But the big symbolic feature we're working with here in Hebrews is atonement. In Leviticus, God lays out all kinds of rules for how people can make up for their sins. One of the big ways is through animal sacrifice…which involves some bloodshed. An animal is slaughtered and its blood is sprinkled on the altar in the Holy of Holies (the most restricted inner sanctuary of the tabernacle). Hebrews describes it like this:
The high priest goes into the second [tent], and he but once a year, and not without taking the blood that he offers for himself and for the sins committed unintentionally by the people […] Indeed, under the law almost everything is purified with blood, and without the shedding of blood there is no forgiveness of sins. (Hebrews 9:8, 22)
Friday, Bloody Friday
The author of Hebrews is using all this backstory to come to his own understanding of what exactly Jesus' death means for Christians. Basically, he says that Jesus' crucifixion was pretty much God's ways of fixing the world:
When Christ came as a high priest […] he entered once for all into the Holy Place, not with the blood of goats and calves, but with his own blood, thus obtaining eternal redemption. For if the blood of goats and bulls, with the sprinkling of the ashes of a heifer, sanctifies those who have been defiled so that their flesh is purified, how much more will the blood of Christ, who through the eternal Spirit offered himself without blemish to God, purify our conscience from dead works to worship the living God! (Hebrews 9:11-14)
Did you get all that?
What that means is that Jesus is acting like the high priest in the tabernacle. But instead of sacrificing a goat and bringing its blood into the Holy of Holies, Jesus does humanity one better. He sacrifices himself and allows his own blood to be spilled so that everyone's sins can be forgiven once and for all.

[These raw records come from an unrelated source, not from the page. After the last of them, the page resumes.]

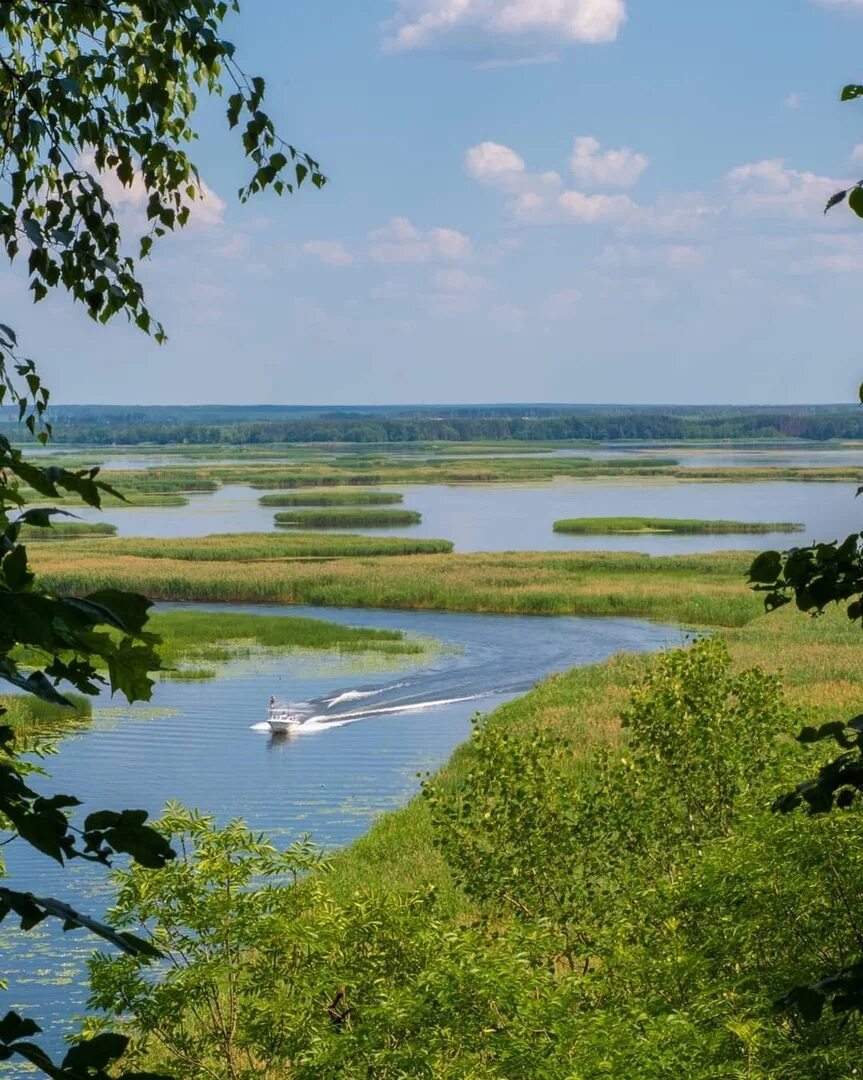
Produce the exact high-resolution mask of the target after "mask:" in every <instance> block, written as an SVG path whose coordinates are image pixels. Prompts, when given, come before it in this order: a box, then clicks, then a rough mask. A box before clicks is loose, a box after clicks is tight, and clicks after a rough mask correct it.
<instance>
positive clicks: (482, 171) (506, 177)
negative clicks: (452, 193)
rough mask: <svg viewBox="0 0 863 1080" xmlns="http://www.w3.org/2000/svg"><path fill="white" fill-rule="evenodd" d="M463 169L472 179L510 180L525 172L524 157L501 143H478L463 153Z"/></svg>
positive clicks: (489, 180) (524, 163)
mask: <svg viewBox="0 0 863 1080" xmlns="http://www.w3.org/2000/svg"><path fill="white" fill-rule="evenodd" d="M464 171H466V172H467V174H468V176H471V177H473V179H474V180H483V181H489V183H496V181H499V180H501V179H505V180H507V181H510V180H511V178H512V177H516V178H517V177H520V176H521V175H523V174H524V172H525V163H524V158H522V157H521V154H517V153H516V152H515V150H512V149H511V148H510V147H508V146H503V145H502V144H501V143H490V141H489V143H480V144H478V146H472V147H470V149H469V150H468V151H467V152H466V154H464Z"/></svg>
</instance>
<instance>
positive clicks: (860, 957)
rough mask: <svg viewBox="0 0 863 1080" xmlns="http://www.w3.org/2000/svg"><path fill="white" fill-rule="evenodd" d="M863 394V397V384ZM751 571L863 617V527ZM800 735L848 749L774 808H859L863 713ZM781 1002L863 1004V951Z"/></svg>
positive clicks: (835, 1007) (816, 1018)
mask: <svg viewBox="0 0 863 1080" xmlns="http://www.w3.org/2000/svg"><path fill="white" fill-rule="evenodd" d="M861 97H863V86H861V85H857V84H850V85H847V86H845V87H844V89H842V92H841V95H840V99H841V100H842V102H852V100H857V99H859V98H861ZM846 201H847V203H848V206H849V208H850V210H851V211H852V212H853V213H854V214H855V215H857V216H858V217H863V180H859V181H858V183H857V184H855V185H853V186H852V187H851V188H847V189H844V190H841V191H837V192H835V193H834V194H833V195H831V198H830V199H828V200H827V204H826V206H825V207H824V213H825V214H826V213H827V212H828V211H831V210H833V207H834V206H837V205H839V204H840V203H844V202H846ZM860 401H861V403H863V384H861V388H860ZM861 492H863V487H861V488H858V492H857V494H858V496H860V495H861ZM749 578H750V582H751V584H752V586H753V589H755V590H756V591H757V592H763V593H765V606H766V608H767V610H768V611H772V610H776V609H777V608H780V607H783V606H784V605H786V604H790V603H792V602H793V603H795V604H796V606H797V608H798V609H799V610H800V611H806V612H808V613H810V615H812V616H819V615H822V613H823V612H824V610H825V609H826V608H827V607H830V606H831V605H833V604H841V605H845V607H846V611H847V615H848V618H849V619H851V620H852V621H853V622H859V623H861V624H863V532H853V534H851V536H849V537H846V539H845V540H841V541H838V540H834V541H832V542H828V543H814V544H810V545H808V546H806V548H793V549H792V550H791V551H786V552H777V551H767V552H761V554H760V555H758V556H757V558H756V559H755V561H754V562H753V564H752V566H751V567H750V573H749ZM797 739H798V741H799V742H800V743H804V744H807V745H811V744H815V743H821V742H825V741H826V742H835V743H836V744H837V745H838V746H839V748H840V753H839V754H838V755H836V756H835V757H833V758H832V759H831V760H828V761H827V762H826V764H824V765H823V766H822V767H821V768H820V769H819V770H818V772H817V774H815V775H813V777H810V778H808V779H806V780H804V781H801V782H800V783H799V784H797V785H796V786H795V787H794V789H793V791H790V792H787V793H785V794H784V795H782V796H781V797H780V798H778V799H777V800H776V804H774V810H777V811H779V812H782V813H788V812H791V811H793V810H796V809H798V808H804V809H805V810H806V812H808V813H809V814H812V815H817V814H824V813H828V812H831V811H834V810H849V809H851V808H858V809H859V806H860V799H861V794H863V714H861V715H858V716H854V717H851V718H849V719H845V720H833V721H831V723H828V724H823V725H821V726H820V727H819V728H812V727H806V728H804V729H803V731H800V732H799V734H798V735H797ZM779 1003H780V1005H782V1007H784V1008H794V1009H797V1010H799V1012H800V1013H801V1014H803V1016H804V1017H805V1018H806V1020H809V1021H812V1020H818V1018H819V1017H820V1016H821V1014H822V1012H823V1011H824V1009H825V1007H826V1005H827V1004H831V1005H832V1008H833V1011H834V1012H836V1013H840V1014H844V1013H849V1012H860V1011H863V956H861V957H860V958H858V959H855V960H854V961H853V962H852V963H849V964H846V966H844V967H841V968H840V969H838V970H836V971H833V972H830V973H827V974H825V975H824V976H823V977H821V978H820V980H818V982H815V983H812V984H803V985H798V986H795V987H793V988H792V989H791V990H790V991H788V993H787V994H786V995H784V996H783V997H782V999H781V1000H780V1002H779Z"/></svg>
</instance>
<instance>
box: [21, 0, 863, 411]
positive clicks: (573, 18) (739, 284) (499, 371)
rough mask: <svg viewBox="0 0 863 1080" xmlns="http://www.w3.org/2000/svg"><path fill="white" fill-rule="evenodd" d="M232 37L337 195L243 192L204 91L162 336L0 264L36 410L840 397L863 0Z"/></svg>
mask: <svg viewBox="0 0 863 1080" xmlns="http://www.w3.org/2000/svg"><path fill="white" fill-rule="evenodd" d="M229 37H232V40H235V41H237V42H238V44H239V46H240V58H241V60H242V63H243V65H244V66H245V67H246V69H248V70H252V71H257V72H260V73H262V75H264V76H265V77H266V78H267V80H268V83H269V86H270V93H269V109H270V112H271V114H273V116H274V118H277V120H278V121H279V124H280V126H281V129H282V131H283V132H284V133H285V135H286V137H288V138H289V139H291V140H292V141H294V143H296V144H297V145H298V146H300V147H302V148H304V149H306V150H308V151H310V152H312V153H313V154H314V156H315V157H318V158H319V160H320V161H321V162H322V165H323V167H324V170H325V172H326V173H327V175H328V176H329V179H331V183H329V184H328V186H327V187H326V189H325V190H324V191H323V192H320V193H319V192H315V191H313V190H311V189H310V190H308V191H306V190H304V191H302V192H301V193H300V194H299V197H297V198H291V199H284V200H277V199H274V198H270V197H267V198H264V199H259V200H257V201H255V202H253V203H252V204H250V205H247V206H244V207H242V206H240V205H239V204H238V203H237V200H235V198H234V193H235V190H237V188H238V186H239V185H240V183H241V181H242V180H243V178H244V175H245V170H244V163H243V160H242V154H241V152H240V150H239V146H238V145H235V143H234V140H233V139H232V137H231V136H229V135H228V134H227V132H226V131H225V126H224V124H223V119H221V118H223V108H224V106H223V105H221V104H217V105H207V106H205V107H204V108H203V109H202V111H201V118H200V120H201V132H202V140H201V144H200V149H199V163H200V166H201V173H202V176H203V178H204V179H205V181H206V185H207V188H208V190H210V195H208V198H207V200H206V201H205V203H204V204H203V205H201V206H200V207H199V208H198V213H197V214H195V215H193V217H194V218H195V220H194V222H193V225H192V226H191V227H190V228H189V229H188V230H186V232H185V233H184V234H181V235H179V237H177V238H173V239H171V240H170V241H167V242H164V243H163V244H162V245H161V247H160V248H158V249H157V253H156V255H154V257H153V259H152V261H151V264H150V265H149V266H147V268H146V269H145V271H144V274H143V276H144V280H145V282H146V284H147V287H148V291H149V296H150V300H151V305H152V307H153V309H154V311H156V313H157V314H158V315H159V316H160V318H161V319H162V320H163V322H164V323H165V324H166V327H167V329H168V333H170V336H171V338H170V342H168V343H167V345H166V346H164V347H162V348H158V347H156V346H154V345H152V343H151V342H149V341H148V340H147V339H145V338H144V337H143V336H141V335H139V334H138V333H136V332H134V330H132V329H130V328H127V327H125V326H121V325H116V326H111V327H108V328H102V327H94V326H92V325H91V324H90V323H89V321H87V320H86V318H85V316H84V314H83V312H82V311H81V310H80V309H76V308H73V307H72V306H71V305H70V303H68V302H67V301H66V300H64V299H62V298H52V299H51V300H50V301H45V302H43V303H41V305H39V306H38V307H37V308H29V307H28V306H27V294H26V289H25V286H24V283H23V280H22V279H21V276H18V275H16V274H15V273H14V272H13V273H8V274H6V275H5V276H3V278H0V296H2V301H3V309H4V319H3V321H5V322H10V323H12V324H13V325H15V326H16V327H17V328H18V330H19V334H21V336H22V337H23V339H24V343H25V348H26V350H27V351H28V353H29V354H32V355H35V356H36V357H37V359H39V361H40V363H41V366H42V369H43V373H44V375H45V377H46V380H48V382H49V384H50V386H52V387H53V389H54V395H55V397H56V400H58V401H63V402H123V403H136V402H137V403H159V402H184V403H204V402H235V403H245V402H248V403H253V402H280V403H297V404H299V403H323V404H326V403H331V404H345V403H397V402H429V403H431V402H471V401H484V402H488V401H501V402H505V401H510V402H512V401H542V402H645V403H687V402H740V403H777V404H782V403H792V402H819V401H830V402H833V401H852V400H854V397H855V392H857V386H858V383H859V382H860V378H861V377H863V349H861V341H862V340H863V334H862V333H861V332H862V330H863V306H862V305H861V303H860V279H861V271H863V221H859V220H858V219H855V218H853V216H852V215H850V214H849V213H848V212H847V211H845V208H844V207H842V208H840V210H838V211H834V212H833V213H832V214H831V215H830V216H828V217H827V218H824V217H823V215H822V214H821V211H822V208H823V204H824V201H825V198H826V195H827V194H828V193H830V192H831V191H833V190H834V189H835V188H836V187H837V186H839V185H840V184H841V183H844V181H845V183H847V181H848V180H851V179H857V178H859V177H860V176H863V105H861V104H857V105H855V104H847V105H840V104H839V103H838V91H839V89H840V86H841V85H842V84H844V83H845V82H850V81H863V59H861V55H862V53H861V48H860V46H861V43H862V42H863V0H785V2H784V3H782V4H779V3H776V2H773V3H766V2H760V3H753V2H752V0H745V2H744V0H726V2H725V3H723V4H700V3H698V4H697V3H688V4H685V3H682V2H680V0H651V2H650V3H644V2H638V0H374V2H367V3H332V4H322V3H321V2H320V0H316V2H315V0H297V2H292V3H285V2H284V0H246V2H245V5H244V11H243V13H242V16H241V17H240V19H239V21H235V22H234V23H232V24H231V26H230V31H229ZM139 215H140V207H139V205H136V203H135V199H134V193H133V195H126V198H125V201H124V203H123V205H122V206H121V217H122V220H123V221H124V224H125V225H126V226H129V228H131V229H132V230H134V228H135V226H136V224H137V220H138V218H139Z"/></svg>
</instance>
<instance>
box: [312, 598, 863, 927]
mask: <svg viewBox="0 0 863 1080" xmlns="http://www.w3.org/2000/svg"><path fill="white" fill-rule="evenodd" d="M686 610H687V608H686V605H684V604H680V603H678V606H677V612H678V620H679V621H680V622H686V618H685V616H686ZM761 611H763V608H761V606H760V605H757V606H756V608H755V609H753V610H752V611H751V616H752V617H751V618H750V619H749V620H747V621H746V623H745V625H741V626H738V627H734V629H728V627H727V626H726V625H725V624H716V625H715V626H714V627H713V629H714V630H718V631H720V632H722V634H723V636H724V637H725V638H726V640H727V643H728V646H729V648H730V652H731V656H732V659H733V661H734V664H736V666H737V667H738V669H743V667H750V666H753V665H758V666H760V667H763V669H764V670H765V671H767V672H770V673H773V674H776V675H778V676H780V678H781V679H782V681H783V686H784V688H785V696H786V700H787V703H788V719H787V730H788V732H791V733H794V732H796V731H797V730H798V728H800V727H803V726H805V725H807V724H809V725H812V726H819V725H821V724H823V723H826V721H828V720H833V719H836V717H837V715H838V716H842V715H846V714H849V715H850V713H849V711H854V710H859V707H860V704H861V701H863V649H861V648H860V630H859V627H857V626H854V625H853V624H852V623H851V622H850V621H849V620H848V618H847V617H846V615H845V612H842V611H838V610H833V611H831V612H828V613H827V615H825V616H824V617H822V618H820V619H817V620H814V619H811V618H809V617H808V616H805V615H803V613H801V612H799V611H796V610H793V609H791V608H783V609H782V610H781V611H777V612H773V613H772V615H770V616H766V615H764V613H760V612H761ZM668 617H669V619H670V621H673V620H674V610H673V608H670V609H669V616H668ZM669 644H670V646H672V647H674V646H676V645H679V644H680V642H677V640H670V643H669ZM653 662H655V659H653V658H652V657H650V656H633V654H629V653H621V654H619V656H616V657H612V658H611V659H610V660H609V661H607V662H606V663H603V664H596V665H594V666H589V667H576V669H572V670H571V671H568V672H563V673H561V674H557V675H552V676H551V677H550V678H547V679H543V680H542V681H541V683H540V684H539V685H538V686H537V687H536V688H535V689H534V690H531V691H530V692H529V693H527V694H526V696H525V697H523V698H518V699H517V700H515V701H512V702H508V703H507V704H504V705H502V706H500V707H499V708H497V710H496V711H495V712H494V713H493V714H491V716H493V719H494V720H495V721H499V723H501V724H503V725H505V726H507V728H508V729H512V730H514V731H517V732H518V733H520V734H523V735H524V737H525V739H528V740H529V739H531V738H534V737H536V735H537V734H538V733H539V732H543V733H551V734H554V735H557V737H561V738H563V739H565V740H567V742H569V744H570V746H571V751H572V754H574V755H575V756H576V758H579V757H581V756H583V755H585V754H586V753H588V752H589V751H590V750H591V748H592V747H594V746H597V745H607V744H609V743H610V744H617V743H618V742H619V741H620V739H621V729H620V714H621V711H622V710H623V708H624V707H625V705H626V702H628V701H629V696H630V692H631V688H632V686H633V685H634V684H635V683H636V681H637V680H638V679H640V678H642V677H644V675H645V673H646V672H647V671H648V670H649V669H650V666H651V665H652V664H653ZM473 762H474V753H473V746H472V743H471V742H466V743H462V745H461V746H459V747H458V750H456V752H455V753H454V754H453V756H451V757H450V759H449V760H448V761H447V764H446V766H445V767H444V769H443V770H442V771H441V774H440V775H441V778H442V780H443V781H444V782H445V783H449V782H451V783H454V784H455V783H458V782H460V781H462V780H463V779H464V777H466V775H467V774H468V773H469V772H470V770H471V767H472V765H473ZM329 880H331V886H329V887H331V888H332V890H333V893H334V894H335V895H336V896H338V897H339V899H340V900H348V899H349V896H351V895H352V894H353V893H354V892H355V891H356V890H358V889H361V888H363V887H370V888H373V889H377V890H380V891H381V892H386V893H390V894H392V893H401V892H410V891H414V890H422V889H426V888H428V887H429V886H430V885H432V886H434V888H435V890H436V892H437V895H439V896H440V901H441V904H442V908H443V910H444V912H446V913H448V914H449V915H450V916H456V915H463V914H466V913H467V912H469V910H470V909H471V905H470V903H469V901H468V900H467V897H466V896H464V894H463V893H461V892H460V891H459V890H458V889H457V888H456V887H455V885H454V882H453V880H451V877H450V875H449V874H448V872H447V869H446V865H445V863H444V861H443V858H442V856H441V854H440V852H439V851H437V849H436V848H435V847H434V845H433V843H432V827H431V821H430V818H429V811H428V806H427V804H426V802H424V801H423V800H422V799H420V798H415V799H414V800H413V801H412V802H409V804H408V805H407V806H406V807H404V809H402V810H399V811H395V812H392V813H388V814H385V815H383V816H382V818H381V819H380V820H379V821H378V822H376V823H375V825H374V826H373V827H372V829H370V831H369V832H368V833H366V834H365V835H364V836H363V837H361V838H360V839H359V840H356V841H355V842H354V843H353V845H351V847H350V848H348V849H347V850H346V851H345V852H342V853H340V854H339V855H338V856H337V859H336V861H335V866H334V874H333V875H332V876H331V879H329Z"/></svg>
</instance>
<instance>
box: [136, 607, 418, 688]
mask: <svg viewBox="0 0 863 1080" xmlns="http://www.w3.org/2000/svg"><path fill="white" fill-rule="evenodd" d="M149 629H150V630H152V631H153V632H154V633H157V634H159V636H160V637H161V638H162V644H161V646H160V647H159V656H160V658H161V660H162V663H163V665H164V669H165V670H164V671H163V673H162V675H163V677H166V678H175V679H176V678H179V679H189V678H193V679H199V678H215V677H216V675H217V674H218V670H219V665H223V664H225V663H226V662H228V661H235V660H245V659H252V658H254V657H258V656H266V654H268V653H283V652H289V651H294V650H296V649H309V650H313V651H318V652H320V651H326V652H335V653H338V654H341V656H343V654H349V656H355V654H362V653H375V654H377V656H381V654H383V656H387V657H392V658H397V657H403V658H412V657H416V656H420V654H421V653H422V652H423V651H424V650H426V647H427V646H426V645H423V644H422V643H420V642H417V640H412V639H408V638H407V637H406V635H405V633H404V631H401V630H377V629H372V627H367V626H343V625H341V624H340V623H336V622H326V621H324V620H322V619H306V618H297V617H296V616H265V615H251V613H246V612H234V611H228V612H225V611H219V612H218V613H215V612H213V611H188V610H187V611H158V612H157V613H156V615H154V616H152V618H151V619H150V623H149ZM202 665H204V666H202Z"/></svg>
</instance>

The symbolism of the blood hasn't changed in the new covenant—just its effect. Namely, it's way more powerful than it ever way before:
- "It is by God's will that we have been sanctified through the offering of the body of Jesus Christ once for all." (Hebrews 10:10)
- "We have confidence to enter the sanctuary by the blood of Jesus." (Hebrews 10:19)
- "The blood of the eternal covenant." (Hebrews 13:20)
That's some good blood. It's also why you'll see a lot of imagery around blood in Christian dogma and worship. Roman Catholics drink "the blood of Christ" during the Eucharistic meal. Some Christians also believe that the water during baptism is symbolic of Jesus' "cleansing blood." There's even a whole bunch of gospel songs about it.